80 Mark und die "Schlammtreter"

Zum 25. Mal ist Münsingen am 16. und 17. April Gastgeber eines Cross-Country-Rennens. Dass der Klassiker eine solche Blüte erleben wird, hat man auch bei der TSG Münsingen nicht gedacht.

ERHARD GOLLER |

"Grobstollige Reifen, 15 bis 18 Gänge, breiter Lenker" - so musste man im ALB BOTE im Jahr 1987 noch erklären, was ein Mountainbike ist. Heute weiß das jeder, das Sportgerät hat sich schnell durchgesetzt. Der Sport selbst nicht - zumindest nicht in den Medien. Nichtsdestotrotz ist aus dem Münsinger Mountainbike-Rennen eine Perle in der Szene geworden, und man nennt es zurecht einen "Klassiker".
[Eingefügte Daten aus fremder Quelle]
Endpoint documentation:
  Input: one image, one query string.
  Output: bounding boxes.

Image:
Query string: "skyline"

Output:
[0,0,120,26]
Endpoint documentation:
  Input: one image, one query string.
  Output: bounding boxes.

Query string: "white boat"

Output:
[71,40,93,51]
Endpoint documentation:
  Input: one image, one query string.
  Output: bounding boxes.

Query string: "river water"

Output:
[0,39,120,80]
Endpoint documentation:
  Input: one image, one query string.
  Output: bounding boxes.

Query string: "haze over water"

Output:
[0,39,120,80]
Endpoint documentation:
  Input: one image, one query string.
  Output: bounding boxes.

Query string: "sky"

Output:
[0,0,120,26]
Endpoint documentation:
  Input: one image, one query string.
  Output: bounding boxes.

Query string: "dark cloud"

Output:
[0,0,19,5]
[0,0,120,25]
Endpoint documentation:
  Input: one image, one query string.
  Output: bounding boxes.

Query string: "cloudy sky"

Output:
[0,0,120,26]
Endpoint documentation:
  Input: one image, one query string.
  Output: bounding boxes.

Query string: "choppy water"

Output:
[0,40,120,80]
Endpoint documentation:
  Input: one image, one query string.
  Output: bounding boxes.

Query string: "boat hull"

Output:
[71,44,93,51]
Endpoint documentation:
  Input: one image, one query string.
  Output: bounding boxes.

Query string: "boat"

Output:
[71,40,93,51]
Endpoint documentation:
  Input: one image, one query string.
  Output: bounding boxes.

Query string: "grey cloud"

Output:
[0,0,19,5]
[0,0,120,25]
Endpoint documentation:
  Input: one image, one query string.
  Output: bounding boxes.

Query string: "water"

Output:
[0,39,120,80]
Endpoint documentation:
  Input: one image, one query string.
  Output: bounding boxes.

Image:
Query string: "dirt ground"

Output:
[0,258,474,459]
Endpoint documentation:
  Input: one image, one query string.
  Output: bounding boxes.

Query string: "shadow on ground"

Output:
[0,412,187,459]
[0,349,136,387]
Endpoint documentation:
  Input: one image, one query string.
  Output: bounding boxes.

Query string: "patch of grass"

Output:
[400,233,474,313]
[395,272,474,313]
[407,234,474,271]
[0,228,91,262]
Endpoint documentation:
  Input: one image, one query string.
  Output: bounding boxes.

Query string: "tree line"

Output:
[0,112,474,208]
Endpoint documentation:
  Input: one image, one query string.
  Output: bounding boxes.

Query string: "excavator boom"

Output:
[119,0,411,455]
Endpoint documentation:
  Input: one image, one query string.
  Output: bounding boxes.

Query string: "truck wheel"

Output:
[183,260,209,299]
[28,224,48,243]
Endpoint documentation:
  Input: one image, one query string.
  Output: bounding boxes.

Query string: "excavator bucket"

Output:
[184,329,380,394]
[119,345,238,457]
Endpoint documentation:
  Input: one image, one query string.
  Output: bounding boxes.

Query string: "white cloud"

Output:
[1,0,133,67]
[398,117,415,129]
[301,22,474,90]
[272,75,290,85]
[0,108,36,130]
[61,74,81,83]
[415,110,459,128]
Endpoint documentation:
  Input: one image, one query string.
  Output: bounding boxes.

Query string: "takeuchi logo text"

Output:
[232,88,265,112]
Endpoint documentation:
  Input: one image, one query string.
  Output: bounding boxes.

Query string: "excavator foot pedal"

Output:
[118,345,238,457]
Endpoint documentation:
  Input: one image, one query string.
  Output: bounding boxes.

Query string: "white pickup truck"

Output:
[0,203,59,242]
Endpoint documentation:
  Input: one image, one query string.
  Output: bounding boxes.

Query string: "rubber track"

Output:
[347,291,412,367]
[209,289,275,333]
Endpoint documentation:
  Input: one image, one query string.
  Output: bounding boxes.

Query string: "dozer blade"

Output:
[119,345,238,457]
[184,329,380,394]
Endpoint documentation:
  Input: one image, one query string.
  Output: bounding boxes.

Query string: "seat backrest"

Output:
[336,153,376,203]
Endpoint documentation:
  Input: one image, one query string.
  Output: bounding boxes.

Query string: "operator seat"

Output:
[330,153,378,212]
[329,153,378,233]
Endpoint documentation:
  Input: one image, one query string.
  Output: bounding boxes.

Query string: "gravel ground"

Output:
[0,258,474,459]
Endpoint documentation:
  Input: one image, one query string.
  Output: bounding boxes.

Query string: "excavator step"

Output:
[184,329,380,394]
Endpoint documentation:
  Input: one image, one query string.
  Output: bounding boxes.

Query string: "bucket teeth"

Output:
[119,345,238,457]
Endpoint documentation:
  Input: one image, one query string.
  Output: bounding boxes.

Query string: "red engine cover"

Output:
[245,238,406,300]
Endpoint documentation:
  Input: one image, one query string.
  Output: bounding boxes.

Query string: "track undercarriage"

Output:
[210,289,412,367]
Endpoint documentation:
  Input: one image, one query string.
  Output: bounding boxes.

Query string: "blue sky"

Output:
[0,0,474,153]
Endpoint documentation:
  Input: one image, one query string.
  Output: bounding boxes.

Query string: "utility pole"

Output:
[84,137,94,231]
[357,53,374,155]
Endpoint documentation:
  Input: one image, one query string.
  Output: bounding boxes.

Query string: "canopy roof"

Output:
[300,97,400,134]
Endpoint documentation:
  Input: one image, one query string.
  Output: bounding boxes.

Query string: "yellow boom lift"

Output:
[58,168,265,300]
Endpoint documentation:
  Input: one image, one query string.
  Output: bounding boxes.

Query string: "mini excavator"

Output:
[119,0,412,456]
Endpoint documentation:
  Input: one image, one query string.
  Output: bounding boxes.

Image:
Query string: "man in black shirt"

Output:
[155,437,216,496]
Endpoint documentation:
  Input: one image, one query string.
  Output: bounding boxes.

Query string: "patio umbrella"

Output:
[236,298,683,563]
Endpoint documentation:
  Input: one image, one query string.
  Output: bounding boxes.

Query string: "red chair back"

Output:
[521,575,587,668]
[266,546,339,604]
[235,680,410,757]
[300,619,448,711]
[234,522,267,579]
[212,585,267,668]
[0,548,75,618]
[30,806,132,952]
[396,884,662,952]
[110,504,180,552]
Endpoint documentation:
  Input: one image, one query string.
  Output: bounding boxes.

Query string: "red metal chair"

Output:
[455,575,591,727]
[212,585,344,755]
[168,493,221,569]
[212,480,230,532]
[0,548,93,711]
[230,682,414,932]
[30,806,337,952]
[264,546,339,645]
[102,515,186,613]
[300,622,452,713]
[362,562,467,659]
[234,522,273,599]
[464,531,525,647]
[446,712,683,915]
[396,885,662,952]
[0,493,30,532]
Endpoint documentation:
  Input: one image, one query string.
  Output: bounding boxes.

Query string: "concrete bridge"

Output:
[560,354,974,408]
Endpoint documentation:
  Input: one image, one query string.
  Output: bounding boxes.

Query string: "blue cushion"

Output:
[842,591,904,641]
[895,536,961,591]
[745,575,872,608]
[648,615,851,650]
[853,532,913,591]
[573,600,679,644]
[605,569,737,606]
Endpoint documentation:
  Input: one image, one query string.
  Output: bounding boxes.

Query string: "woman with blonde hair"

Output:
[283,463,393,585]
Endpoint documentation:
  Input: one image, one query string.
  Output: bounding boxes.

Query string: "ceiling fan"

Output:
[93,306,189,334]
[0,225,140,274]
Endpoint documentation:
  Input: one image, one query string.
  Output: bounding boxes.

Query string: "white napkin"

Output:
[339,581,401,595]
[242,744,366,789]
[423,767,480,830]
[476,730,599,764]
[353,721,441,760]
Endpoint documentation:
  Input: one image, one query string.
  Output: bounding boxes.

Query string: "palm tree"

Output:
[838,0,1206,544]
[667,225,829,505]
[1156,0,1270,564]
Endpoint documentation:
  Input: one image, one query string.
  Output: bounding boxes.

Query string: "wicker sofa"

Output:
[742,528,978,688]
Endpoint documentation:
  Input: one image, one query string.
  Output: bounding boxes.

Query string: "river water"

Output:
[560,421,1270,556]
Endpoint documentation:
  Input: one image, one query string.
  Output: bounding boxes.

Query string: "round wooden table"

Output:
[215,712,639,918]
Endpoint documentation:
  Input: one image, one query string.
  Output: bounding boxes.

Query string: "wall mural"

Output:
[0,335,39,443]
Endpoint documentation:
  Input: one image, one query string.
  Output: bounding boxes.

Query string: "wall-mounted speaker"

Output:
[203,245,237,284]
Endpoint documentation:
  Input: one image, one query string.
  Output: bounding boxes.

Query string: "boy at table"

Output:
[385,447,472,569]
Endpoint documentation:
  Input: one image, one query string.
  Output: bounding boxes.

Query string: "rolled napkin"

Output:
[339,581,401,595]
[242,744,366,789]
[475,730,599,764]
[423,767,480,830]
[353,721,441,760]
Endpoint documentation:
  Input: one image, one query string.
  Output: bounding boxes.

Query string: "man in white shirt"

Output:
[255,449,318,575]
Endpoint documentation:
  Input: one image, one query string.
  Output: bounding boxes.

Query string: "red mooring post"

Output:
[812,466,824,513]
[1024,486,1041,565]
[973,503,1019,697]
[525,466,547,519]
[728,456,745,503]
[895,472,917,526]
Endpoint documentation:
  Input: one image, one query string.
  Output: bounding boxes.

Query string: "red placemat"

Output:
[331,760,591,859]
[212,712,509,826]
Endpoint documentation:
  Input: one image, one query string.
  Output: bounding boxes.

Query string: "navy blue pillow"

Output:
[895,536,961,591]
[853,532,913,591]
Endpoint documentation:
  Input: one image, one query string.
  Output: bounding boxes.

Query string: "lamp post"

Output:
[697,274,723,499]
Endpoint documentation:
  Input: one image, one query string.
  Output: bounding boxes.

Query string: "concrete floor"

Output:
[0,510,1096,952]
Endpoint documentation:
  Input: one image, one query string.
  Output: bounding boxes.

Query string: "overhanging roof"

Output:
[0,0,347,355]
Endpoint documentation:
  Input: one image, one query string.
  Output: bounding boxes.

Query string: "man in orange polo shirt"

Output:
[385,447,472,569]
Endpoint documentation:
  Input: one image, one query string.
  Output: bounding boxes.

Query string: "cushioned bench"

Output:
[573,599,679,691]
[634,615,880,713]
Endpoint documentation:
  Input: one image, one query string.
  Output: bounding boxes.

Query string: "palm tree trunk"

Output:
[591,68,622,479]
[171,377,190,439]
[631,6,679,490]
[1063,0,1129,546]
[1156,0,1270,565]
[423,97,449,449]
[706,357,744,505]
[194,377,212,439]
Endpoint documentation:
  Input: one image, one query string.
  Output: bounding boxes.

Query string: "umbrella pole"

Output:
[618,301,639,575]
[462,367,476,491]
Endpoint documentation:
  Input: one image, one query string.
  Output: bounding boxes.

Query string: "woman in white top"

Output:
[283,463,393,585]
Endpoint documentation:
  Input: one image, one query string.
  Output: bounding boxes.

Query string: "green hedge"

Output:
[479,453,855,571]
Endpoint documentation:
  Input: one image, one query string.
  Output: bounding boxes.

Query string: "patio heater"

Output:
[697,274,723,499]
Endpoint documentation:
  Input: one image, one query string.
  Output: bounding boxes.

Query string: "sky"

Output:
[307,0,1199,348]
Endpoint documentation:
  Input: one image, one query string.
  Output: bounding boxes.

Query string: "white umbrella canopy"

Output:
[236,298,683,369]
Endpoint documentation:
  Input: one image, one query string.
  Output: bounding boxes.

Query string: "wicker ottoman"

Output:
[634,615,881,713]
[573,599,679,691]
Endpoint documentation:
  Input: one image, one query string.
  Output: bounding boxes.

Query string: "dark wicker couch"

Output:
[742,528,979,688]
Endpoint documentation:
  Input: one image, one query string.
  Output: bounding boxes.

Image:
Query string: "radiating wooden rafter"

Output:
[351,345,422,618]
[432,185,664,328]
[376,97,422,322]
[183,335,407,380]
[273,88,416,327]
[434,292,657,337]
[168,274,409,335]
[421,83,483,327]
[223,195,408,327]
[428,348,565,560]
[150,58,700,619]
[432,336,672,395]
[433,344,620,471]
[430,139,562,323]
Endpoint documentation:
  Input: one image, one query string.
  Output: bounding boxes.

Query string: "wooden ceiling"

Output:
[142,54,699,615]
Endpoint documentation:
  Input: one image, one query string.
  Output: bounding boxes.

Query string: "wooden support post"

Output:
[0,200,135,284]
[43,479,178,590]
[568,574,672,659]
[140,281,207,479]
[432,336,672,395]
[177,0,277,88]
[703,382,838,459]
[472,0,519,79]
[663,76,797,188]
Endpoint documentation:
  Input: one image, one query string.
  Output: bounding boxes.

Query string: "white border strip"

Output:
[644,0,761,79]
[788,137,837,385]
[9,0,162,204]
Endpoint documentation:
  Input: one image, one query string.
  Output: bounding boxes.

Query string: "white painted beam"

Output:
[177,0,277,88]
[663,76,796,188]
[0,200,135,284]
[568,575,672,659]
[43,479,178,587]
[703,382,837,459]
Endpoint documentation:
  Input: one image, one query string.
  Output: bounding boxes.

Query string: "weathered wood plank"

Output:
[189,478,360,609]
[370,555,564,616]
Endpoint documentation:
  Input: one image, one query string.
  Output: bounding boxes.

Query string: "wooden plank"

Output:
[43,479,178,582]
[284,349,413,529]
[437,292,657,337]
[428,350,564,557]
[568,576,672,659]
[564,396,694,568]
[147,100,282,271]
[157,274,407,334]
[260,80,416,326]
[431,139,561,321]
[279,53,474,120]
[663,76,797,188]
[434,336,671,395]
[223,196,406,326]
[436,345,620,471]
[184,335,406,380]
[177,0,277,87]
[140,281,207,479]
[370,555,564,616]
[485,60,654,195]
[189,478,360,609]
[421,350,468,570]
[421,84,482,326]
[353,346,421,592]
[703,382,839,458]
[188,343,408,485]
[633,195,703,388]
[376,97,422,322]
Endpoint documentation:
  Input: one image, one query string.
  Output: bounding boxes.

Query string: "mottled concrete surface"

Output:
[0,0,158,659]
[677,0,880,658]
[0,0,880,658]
Die Münsinger - und dazu zählen neben der Triebfeder Hans Klug noch eine ganze Anzahl langjähriger Mitstreiter wie Rolf Dizinger, Rolf Bantle, Rolf Maier, Dieter Teumer oder Andreas Eberhardt - haben Standhaftigkeit bewiesen. Auch in Zeiten, als es nach der Anfangseuphorie mit dem Sport einige Jahre bergab ging. Und sie haben den Widrigkeiten des Wetters getrotzt, das so haarsträubende Bilder produzierte, dass man nur noch den Kopf schütteln kann.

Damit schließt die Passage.